I don’t generally like to post my plans in advance, because I don’t want to jinx it and I don’t want to feel obligated, but this I need to share.
I am considering a stacked version with basically two MPCNC machines stacked on top of each other, with the Z axis traveling through both. Only the lower gantry would have a motor and lead screw to drive the Z axis vertically.
The upper gantry would constrain the Z axis from twisting. Both sets of gantry rails would have motors and belts like the MPCNC, and each motor driver would drive four stepper motors in series instead of two. I can get a 24V power supply to make sure I’m not running out of voltage with so many motors in series.
To maximize stiffness, I was considering extra stiff rails for the lower gantry and the Z axis, shown in yellow. The upper gantry need not be quite as stiff. This depends on the height, which I’ll get to in a bit. It’s fairly easy to find 1" (25.4 mm OD) tube with thick or thin walls, so I was thinking the yellow rails can be thick-walled, while the blue rails are cheaper. The green outer frame has lower stiffness requirement, and I was considering using 3/4" EMT to minimize cost.
I will need to design corner pieces that allow the legs to pass through, which should be straightforward enough. If I go with mix-and-match tubing sizes I will need to make a roller piece that rolls on 3/4" EMT but accepts a 25.4mm gantry rail, which I was thinking I would just take the “C” design and bore out a 25.4mm cylinder digitally on the STL file. The center assemblies would be unmodified “J” design since all rails are the same size.
Side panels of wood or diagonal braces would support the machine from racking. Mid-span supports on the lower rails would minimize sagging, but one interesting possibility is using the upper assembly to support the weight of the tool and Z axis, either though a counter-weight or some elastic. It seems to me the upper rails could sag a lot before it has a negative effect on the system, so why not have the upper rails bear all the weight. Apart from speed, I would have much less penalty for heavy tools or rails.

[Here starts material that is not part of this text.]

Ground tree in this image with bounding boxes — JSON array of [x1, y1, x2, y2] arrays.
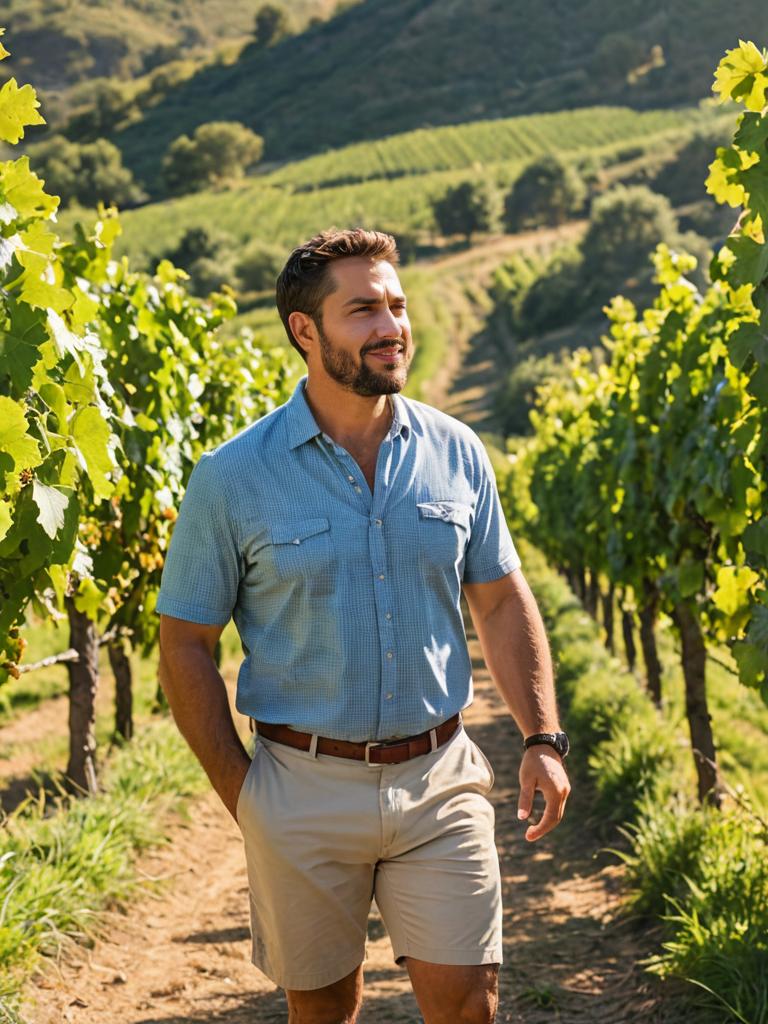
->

The height of the upper portion presents an interesting choice. Let’s say the lower rails are 1 foot from the deck, and the upper rails are x feet above the lower rails. Then one kg of horizontal force on the tool at maximum extension (minimum Z) produces 1/x kg of force on the upper gantry (in the opposite direction), and 1+1/x kg of force on the lower gantry. (This neglects the center assembly’s stiffness against twisting.) The mathematically “ideal” height is perhaps very tall, resulting in the Mostly Printed Telephone Booth :). But there are diminishing returns, so for practical reasons I will probably choose an overall height of perhaps 4 feet. Horizontal dimensions are not yet decided but won’t be more than 4 feet. With some thought into the corner design, it should be possible to make the height adjustable without disassembling the machine.
Cost wise, this build is definitely a higher expense. Most parts you have to pay for twice, but the tool, the z-motor and leadscrew, and the electronics are paid for only once. I’m estimating about $160 for motors, belts, bearings, PLA, and conduit. I don’t have a good number for thick-walled tube or the 5/16" hardware but my rough estimates are about $600 all-in.
I have mentioned before that I don’t have any “real work” to put this machine to use. This is entirely academic/entertainment. A certain minimum Z height does matter for a tool changer, and the tool change capability also demands more x/y area because it gets consumed by the tools. I have not yet looked seriously into a 4th axis (or 5th, ha), but I am expecting that it could require a decent Z height to fit under the tool. Also MPCNC as 3D printer would require some Z height, although it is a pretty silly waste of stiffness.
I know this “just in case” for everything is not the smart way to achieve any one purpose for real work, but since my purpose is experimentation I think it will serve me well.